Haravgi gazetesi, İsrail Büyükelçisi Sammy Revel’in, Türkiye’nin Güney Kıbrıs’ın tek yanlı ilan ettiği “Münhasır Ekonomik Bölgesi” (MEB) içerisindeki “tahriklerini” kınadığını ve bu “tahrikler” nedeniyle İsrail’in herhangi bir askeri müdahalede bulunma durumu olmamasını temenni ettiğini yazdı.
Gazete, ABD Büyükelçisi Cathleen Doherty’nin, Kıbrıs’ın coğrafi konumunun hem avantaj hem tahrik olduğunu ifade ederek, Washington’un, Güney Kıbrıs’ın “MEB”inde sondaj yapma hakkını tanıdığını ve Türkiye’nin bu konudaki tavrının kabul edilemez olduğunu söylediğini kaydetti.
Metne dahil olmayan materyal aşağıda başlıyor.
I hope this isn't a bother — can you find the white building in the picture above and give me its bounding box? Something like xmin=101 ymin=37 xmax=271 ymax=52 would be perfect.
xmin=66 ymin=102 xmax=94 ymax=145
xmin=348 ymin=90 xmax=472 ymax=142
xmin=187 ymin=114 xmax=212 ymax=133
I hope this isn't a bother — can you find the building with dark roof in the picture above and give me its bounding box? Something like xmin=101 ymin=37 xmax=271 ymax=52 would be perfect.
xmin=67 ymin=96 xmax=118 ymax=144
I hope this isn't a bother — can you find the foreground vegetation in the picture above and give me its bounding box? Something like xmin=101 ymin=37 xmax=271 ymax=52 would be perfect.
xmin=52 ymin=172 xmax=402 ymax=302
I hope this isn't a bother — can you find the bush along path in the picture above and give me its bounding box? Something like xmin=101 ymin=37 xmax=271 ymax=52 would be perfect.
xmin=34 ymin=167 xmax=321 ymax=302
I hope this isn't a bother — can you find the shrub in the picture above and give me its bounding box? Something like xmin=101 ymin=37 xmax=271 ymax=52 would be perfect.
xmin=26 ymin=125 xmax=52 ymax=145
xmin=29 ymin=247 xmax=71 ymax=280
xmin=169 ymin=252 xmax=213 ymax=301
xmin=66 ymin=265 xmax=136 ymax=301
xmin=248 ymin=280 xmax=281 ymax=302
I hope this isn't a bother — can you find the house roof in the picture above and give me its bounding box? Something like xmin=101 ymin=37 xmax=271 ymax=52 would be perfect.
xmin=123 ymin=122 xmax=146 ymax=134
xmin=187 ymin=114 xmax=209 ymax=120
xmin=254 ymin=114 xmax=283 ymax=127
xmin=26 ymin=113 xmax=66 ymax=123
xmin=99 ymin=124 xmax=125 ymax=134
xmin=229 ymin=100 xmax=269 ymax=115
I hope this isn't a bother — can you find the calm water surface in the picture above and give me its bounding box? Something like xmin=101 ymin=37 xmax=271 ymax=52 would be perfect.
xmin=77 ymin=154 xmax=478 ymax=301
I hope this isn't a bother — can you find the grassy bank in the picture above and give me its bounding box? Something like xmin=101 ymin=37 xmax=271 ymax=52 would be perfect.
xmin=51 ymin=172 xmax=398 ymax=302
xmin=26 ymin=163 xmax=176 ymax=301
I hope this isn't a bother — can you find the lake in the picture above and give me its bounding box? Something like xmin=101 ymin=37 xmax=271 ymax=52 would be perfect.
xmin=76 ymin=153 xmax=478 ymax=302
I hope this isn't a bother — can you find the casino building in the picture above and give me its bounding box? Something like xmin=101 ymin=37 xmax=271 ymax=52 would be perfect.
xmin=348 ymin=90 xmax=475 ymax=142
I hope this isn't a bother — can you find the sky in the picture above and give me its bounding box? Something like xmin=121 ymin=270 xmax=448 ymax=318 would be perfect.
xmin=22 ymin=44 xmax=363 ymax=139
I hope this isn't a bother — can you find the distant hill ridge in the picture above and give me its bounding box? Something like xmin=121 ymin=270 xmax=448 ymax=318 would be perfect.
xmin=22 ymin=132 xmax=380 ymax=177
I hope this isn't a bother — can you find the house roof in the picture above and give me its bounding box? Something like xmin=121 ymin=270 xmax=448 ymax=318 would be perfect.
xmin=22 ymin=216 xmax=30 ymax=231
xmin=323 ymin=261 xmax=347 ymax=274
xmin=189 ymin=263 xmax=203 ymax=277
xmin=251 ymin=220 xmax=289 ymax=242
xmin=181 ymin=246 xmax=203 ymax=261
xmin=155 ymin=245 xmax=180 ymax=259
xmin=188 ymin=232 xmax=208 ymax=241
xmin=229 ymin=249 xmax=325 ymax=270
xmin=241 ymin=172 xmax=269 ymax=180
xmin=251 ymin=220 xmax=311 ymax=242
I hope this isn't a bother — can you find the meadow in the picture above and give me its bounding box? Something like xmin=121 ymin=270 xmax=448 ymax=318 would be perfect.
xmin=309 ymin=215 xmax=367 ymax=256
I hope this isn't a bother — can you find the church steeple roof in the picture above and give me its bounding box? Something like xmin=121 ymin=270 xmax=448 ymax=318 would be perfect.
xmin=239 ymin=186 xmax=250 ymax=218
Habere göre Mısır Büyükelçisi Mai Taha Mohamed, ülkeler arasındaki ikili ve üçlü ilişkilere değinerek, enerjiyle ilgili, Güney Kıbrıs’tan Mısır’a gaz taşınmasının yolunu açacak devletler arası iş birliği anlaşmasına yakın olunduğunu belirtti.
Mohamed, Türkiye’nin Güney Kıbrıs’ın sözde “MEB”indeki faaliyetlerini kınadığını ve durumun, askeri müdahale gerektirecek hale gelmemesini ümit ettiğini; ancak gelirse de her türlü desteği sunmaya hazır olduğunu söyledi.
Yunanistan Büyükelçisi İlias Fotopulos ise, bölgede oluşturulan işbirlikleri aracılığıyla barış ve istikrar sağlanabileceğini; Kıbrıs sorununun “işgal ve istila sorunu” olduğunu ve Atina’nın, adada yeniden birleşme için destek vermeye devam edeceğini kaydetti.
Fotopulos, Jane Holl Lute’un atanmasının ardından, bu kez olumlu sonuç alınacağına inandıklarını, ancak Türkiye’nin de gereken iradeyi göstermesi gerektiğini dile getirdi.
Haberde, İngiliz Yüksek Komiser Vekili Ian Whiting’in de, konuşmasında Brexit’ten bahsederek, AB’nin Brexit’ten zarar görmemesi için ellerinden geleni yaptıklarını ifade ettiği belirtildi.
Whiting, ülkesinin Kıbrıs sorununun çözümünü desteklediğini söyledi ve Lute’un, momentum oluşturarak müzakerelerin yeniden başlamasını sağlamasını temenni etti.